Hibs will tomorrow return to the scene of this season’s watershed moment.
Back on September 20, Alan Stubbs’ side fell to a limp 1-0 defeat away to Queen of the South. It was their fourth loss from their opening six Championship fixtures and left them hovering just a point above the relegation play-off spot.
At that point, with confidence low, new players still settling in and a lingering sense of unease among a fanbase and squad still affected by relegation a few months previously, another battle against the drop was starting to look more likely than a promotion push.
Amid the exasperation, however, Stubbs kept his cool and managed to spark an upturn in the wake of that Dumfries nadir. Remarkably, considering the predicament they were in on that grim September weekend, Hibs head back to Palmerston tomorrow having lost only one of their 15 league matches since their last visit. In the intervening four months, only runaway leaders Hearts have collected more points than the resurgent Hibees, who have motored up to third in the table.
Scott Robertson, one of only five members of the starting XI from the last game likely to begin tomorrow’s match, believes Queens will have to be prepared to welcome a far more sure-footed Hibs side into their manor this time round. “It’s pretty impressive that we’ve only lost one game since then because that game seems so long ago,” the midfielder said. “We’re not the finished article yet, as the Falkirk game a few weeks ago shows, but we were certainly a work in progress back then.
“The last time we went down there, we didn’t have any consistency in our play or our team selection. We had a couple of injuries and the manager was still trying to find the right balance of being a team that could defend solidly and cause other teams problems at the same time. We’re definitely a stronger team now than we were back then. I think we’ll certainly give them more of a contest this time because I don’t think we had a shot on target back then.”
One of the main reasons behind the post-Palmerston revival appears to have been Stubbs’ change of tact. Frustrated by his side’s inability to attack and defend effectively in unison after the defeat at Queens, the head coach made the decision to sacrifice wingers and consolidate midfield.
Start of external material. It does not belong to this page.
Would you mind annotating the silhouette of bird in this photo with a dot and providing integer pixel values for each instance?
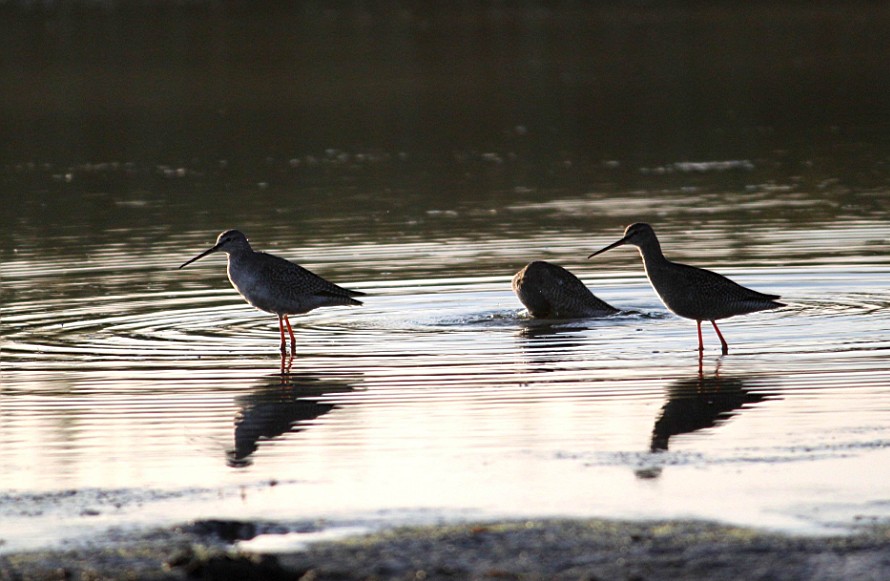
(276, 285)
(691, 292)
(550, 291)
For the League Cup trip to Ross County three days later, Stubbs sent out a 3-5-2 formation aimed at ensuring greater control of the central area and was rewarded with a 2-0 win over the Premiership side. When centre-half Jordon Forster got injured in early October, meaning three at the back had to be shelved, a central-midfield diamond was introduced to similarly good effect. Wingers have remained conspicuous by their absence in the starting line-up ever since Matty Kennedy and Sam Stanton occupied the flanks at Palmerston.
Robertson believes the current formation suits Hibs, who have an array of reputable central midfielders, perfectly. “We’ve got a way of playing that gets the best out of the players we’ve got and I don’t think we had that the last time we went to Queen of the South,” he said. “We’ve been able to play without wingers because we’ve got good attacking full-backs in Lewis Stevenson, David Gray and Callum Booth, who get forward and give us width. That’s allowed us to play extra players in midfield. Having four central midfielders helps us control games and allows us to retain the ball.
“There are always going to be spells in matches when the other team gets the upper hand, but we’ve generally been pretty good at controlling large spells of games.”
Hibs’ improvement has been particularly evident on their travels, with seven wins from their nine away games since their last venture to Palmerston. Despite this, Robertson, pictured, is braced for a formidable test against a Queens side who have won seven of their ten home matches this season and sit just three points behind the Easter Road outfit with a game in hand.
“Even though we’ve improved, it’ll still be a hard game,” he said. “Most teams struggle down there. I know Hearts won 3-0 but by all accounts that game wasn’t as easy as the scoreline suggests. We’ve been good away from home, though. When we play away, teams feel they have to come at us more, which opens them up. That’s when we’re at our best, when teams leave themselves more exposed against us.”